The solution to the conundrum – particularly if you find this problem with frequency regarding reading plans – is first to throw the reading plan in the bin. The second thing is to remind yourself that the Bible – the Lord himself – does not command you to read scripture. Yes, you will get to know him better as you read it, but he calls you to meditate on it and you can do that without necessarily forcing yourself to read a certain segment a day. Third, don’t let perfection be the enemy of progress. If you pick up a plan, or decide to read the Bible on whatever schedule (or, without a schedule) don’t allow the Devil to convince you that having not done it every day is a reason, therefore, not to do it any day.
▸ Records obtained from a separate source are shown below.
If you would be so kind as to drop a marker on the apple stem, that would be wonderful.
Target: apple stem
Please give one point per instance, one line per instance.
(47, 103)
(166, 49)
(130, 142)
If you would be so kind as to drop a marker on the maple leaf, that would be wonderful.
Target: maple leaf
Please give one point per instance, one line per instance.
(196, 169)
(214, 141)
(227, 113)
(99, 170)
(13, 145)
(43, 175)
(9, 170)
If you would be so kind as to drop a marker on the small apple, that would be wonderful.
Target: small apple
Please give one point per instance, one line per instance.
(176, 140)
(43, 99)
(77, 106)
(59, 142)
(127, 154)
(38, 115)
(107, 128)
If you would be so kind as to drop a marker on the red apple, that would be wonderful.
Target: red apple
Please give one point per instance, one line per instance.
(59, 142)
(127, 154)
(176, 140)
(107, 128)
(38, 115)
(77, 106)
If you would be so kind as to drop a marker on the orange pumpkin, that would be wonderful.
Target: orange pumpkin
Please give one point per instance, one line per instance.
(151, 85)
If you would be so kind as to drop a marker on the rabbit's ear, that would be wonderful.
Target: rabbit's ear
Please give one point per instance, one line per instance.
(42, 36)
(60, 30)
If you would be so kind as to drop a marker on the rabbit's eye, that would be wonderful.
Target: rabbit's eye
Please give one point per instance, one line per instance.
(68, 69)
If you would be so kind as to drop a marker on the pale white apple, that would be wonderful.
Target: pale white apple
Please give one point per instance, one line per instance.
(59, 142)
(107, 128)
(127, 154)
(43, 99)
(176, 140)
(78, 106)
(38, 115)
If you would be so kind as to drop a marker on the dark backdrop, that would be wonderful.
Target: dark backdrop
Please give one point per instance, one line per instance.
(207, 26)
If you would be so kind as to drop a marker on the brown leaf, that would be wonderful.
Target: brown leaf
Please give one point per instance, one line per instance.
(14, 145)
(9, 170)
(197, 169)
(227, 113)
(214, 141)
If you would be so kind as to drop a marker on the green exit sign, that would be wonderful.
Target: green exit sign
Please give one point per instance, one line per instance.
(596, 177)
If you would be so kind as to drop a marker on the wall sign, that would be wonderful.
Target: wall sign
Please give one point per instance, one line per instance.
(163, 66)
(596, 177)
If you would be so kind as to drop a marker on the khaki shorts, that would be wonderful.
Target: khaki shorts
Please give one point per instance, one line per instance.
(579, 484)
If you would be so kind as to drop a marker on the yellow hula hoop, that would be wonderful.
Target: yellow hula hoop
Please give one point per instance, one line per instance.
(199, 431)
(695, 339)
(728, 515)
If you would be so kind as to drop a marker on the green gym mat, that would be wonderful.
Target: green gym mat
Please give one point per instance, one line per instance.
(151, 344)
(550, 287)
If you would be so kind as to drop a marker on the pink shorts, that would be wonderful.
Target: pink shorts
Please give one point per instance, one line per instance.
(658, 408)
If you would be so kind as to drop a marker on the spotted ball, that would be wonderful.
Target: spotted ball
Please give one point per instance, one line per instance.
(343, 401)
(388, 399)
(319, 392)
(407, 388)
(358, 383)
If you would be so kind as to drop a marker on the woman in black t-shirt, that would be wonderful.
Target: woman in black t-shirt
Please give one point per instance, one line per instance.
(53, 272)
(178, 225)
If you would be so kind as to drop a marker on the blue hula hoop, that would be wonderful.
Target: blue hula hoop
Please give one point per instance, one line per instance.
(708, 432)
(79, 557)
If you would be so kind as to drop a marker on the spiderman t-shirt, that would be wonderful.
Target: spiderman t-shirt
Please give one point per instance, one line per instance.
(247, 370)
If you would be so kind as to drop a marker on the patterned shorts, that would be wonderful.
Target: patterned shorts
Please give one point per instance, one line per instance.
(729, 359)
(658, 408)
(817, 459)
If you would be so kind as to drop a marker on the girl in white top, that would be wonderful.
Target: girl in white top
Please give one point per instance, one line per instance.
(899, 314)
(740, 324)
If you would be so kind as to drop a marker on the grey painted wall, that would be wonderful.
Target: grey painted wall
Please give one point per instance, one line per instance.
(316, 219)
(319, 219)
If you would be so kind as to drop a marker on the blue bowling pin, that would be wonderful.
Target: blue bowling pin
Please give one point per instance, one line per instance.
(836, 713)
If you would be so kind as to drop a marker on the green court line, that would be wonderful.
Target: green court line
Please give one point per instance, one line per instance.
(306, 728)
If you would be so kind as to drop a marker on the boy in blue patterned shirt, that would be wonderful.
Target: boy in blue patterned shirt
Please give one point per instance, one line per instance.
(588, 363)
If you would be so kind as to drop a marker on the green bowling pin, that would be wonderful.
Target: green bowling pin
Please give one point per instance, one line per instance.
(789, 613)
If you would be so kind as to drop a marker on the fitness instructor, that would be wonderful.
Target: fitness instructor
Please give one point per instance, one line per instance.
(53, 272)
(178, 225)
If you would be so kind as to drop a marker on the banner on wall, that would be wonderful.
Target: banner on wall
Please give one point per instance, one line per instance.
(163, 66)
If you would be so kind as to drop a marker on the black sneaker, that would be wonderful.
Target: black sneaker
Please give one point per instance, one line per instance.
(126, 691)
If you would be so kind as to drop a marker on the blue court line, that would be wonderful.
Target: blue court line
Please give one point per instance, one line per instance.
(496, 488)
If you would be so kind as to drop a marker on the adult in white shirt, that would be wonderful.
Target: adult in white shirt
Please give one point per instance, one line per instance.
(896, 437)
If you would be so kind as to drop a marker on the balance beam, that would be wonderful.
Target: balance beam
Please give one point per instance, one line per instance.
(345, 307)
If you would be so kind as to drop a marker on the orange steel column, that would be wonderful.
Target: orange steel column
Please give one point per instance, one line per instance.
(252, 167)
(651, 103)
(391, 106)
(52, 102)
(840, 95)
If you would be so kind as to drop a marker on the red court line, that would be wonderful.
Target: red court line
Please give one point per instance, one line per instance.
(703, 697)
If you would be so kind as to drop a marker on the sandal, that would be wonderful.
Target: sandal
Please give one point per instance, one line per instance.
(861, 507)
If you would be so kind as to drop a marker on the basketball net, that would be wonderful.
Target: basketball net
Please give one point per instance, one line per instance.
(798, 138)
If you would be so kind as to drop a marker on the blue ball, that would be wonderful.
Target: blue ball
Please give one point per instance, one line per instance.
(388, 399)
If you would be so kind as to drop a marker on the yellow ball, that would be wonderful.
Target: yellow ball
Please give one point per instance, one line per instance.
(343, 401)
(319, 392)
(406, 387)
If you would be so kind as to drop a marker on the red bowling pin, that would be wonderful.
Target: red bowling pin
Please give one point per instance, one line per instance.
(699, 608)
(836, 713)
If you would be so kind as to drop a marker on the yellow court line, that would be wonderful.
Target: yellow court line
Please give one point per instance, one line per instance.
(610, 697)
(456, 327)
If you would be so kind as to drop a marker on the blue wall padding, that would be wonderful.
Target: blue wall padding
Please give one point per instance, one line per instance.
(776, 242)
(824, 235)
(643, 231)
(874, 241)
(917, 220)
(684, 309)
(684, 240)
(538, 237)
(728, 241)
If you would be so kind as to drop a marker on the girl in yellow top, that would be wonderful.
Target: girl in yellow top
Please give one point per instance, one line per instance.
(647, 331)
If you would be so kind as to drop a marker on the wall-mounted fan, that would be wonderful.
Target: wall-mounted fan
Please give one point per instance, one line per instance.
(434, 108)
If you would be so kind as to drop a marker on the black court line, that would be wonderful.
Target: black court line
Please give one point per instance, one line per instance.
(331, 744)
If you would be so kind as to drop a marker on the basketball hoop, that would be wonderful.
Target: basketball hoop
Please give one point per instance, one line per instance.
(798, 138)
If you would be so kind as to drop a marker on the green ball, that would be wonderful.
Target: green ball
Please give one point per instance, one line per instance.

Hold these two truths together: (1) it cannot be a failure – as the Lord deems failure – to not have opened your Bible today because he doesn’t actually demand that you read the Bible every day. (2) Don’t buy into the Devil’s lie that because you haven’t read your Bible every day this week, month or year that the times you have read it haven’t done you good.
If you want to hear the Lord speak, we cannot avoid the Bible being involved. The Lord speaks through his Word. And for some folks, structures like daily quiet times and Bible-reading plans can be immensely helpful. If they work for you, have at it. But my plea is to not place more store on those things than the Bible itself does. The Bible calls us to mediate on it and be formed by it and, whilst we must know what it says to do that, at the same time that is not a command to read your Bible at set times every day.
But the Devil is so very clever and what sounds ostensibly like it can only be good (i.e. read your Bible lots) so quickly becomes a legalistic burden which, ironically, can have the very opposite effect of causing us to give up because – as Paul so often pointed out – the law does not bring life. Satan so quickly convinces us of the utmost importance of something good so that it becomes such a burden to us that we give up because we can’t do it properly.
Instead let us see reading the Bible as a good, something by which we can know Christ more and better. But let’s not see it as a law by which we live and die. After all, the Bible is not the object of our faith but Christ alone. Yes, we know him through scripture, but we can meditate on Him and the truths of the Bible without having necessarily read it that day (I trust that is what many Christians throughout history have done). And when we read it, don’t let perfection in not knowing Christ as well as we might like be the enemy of progress in knowing him better. That, dear friends, is what the Devil wants.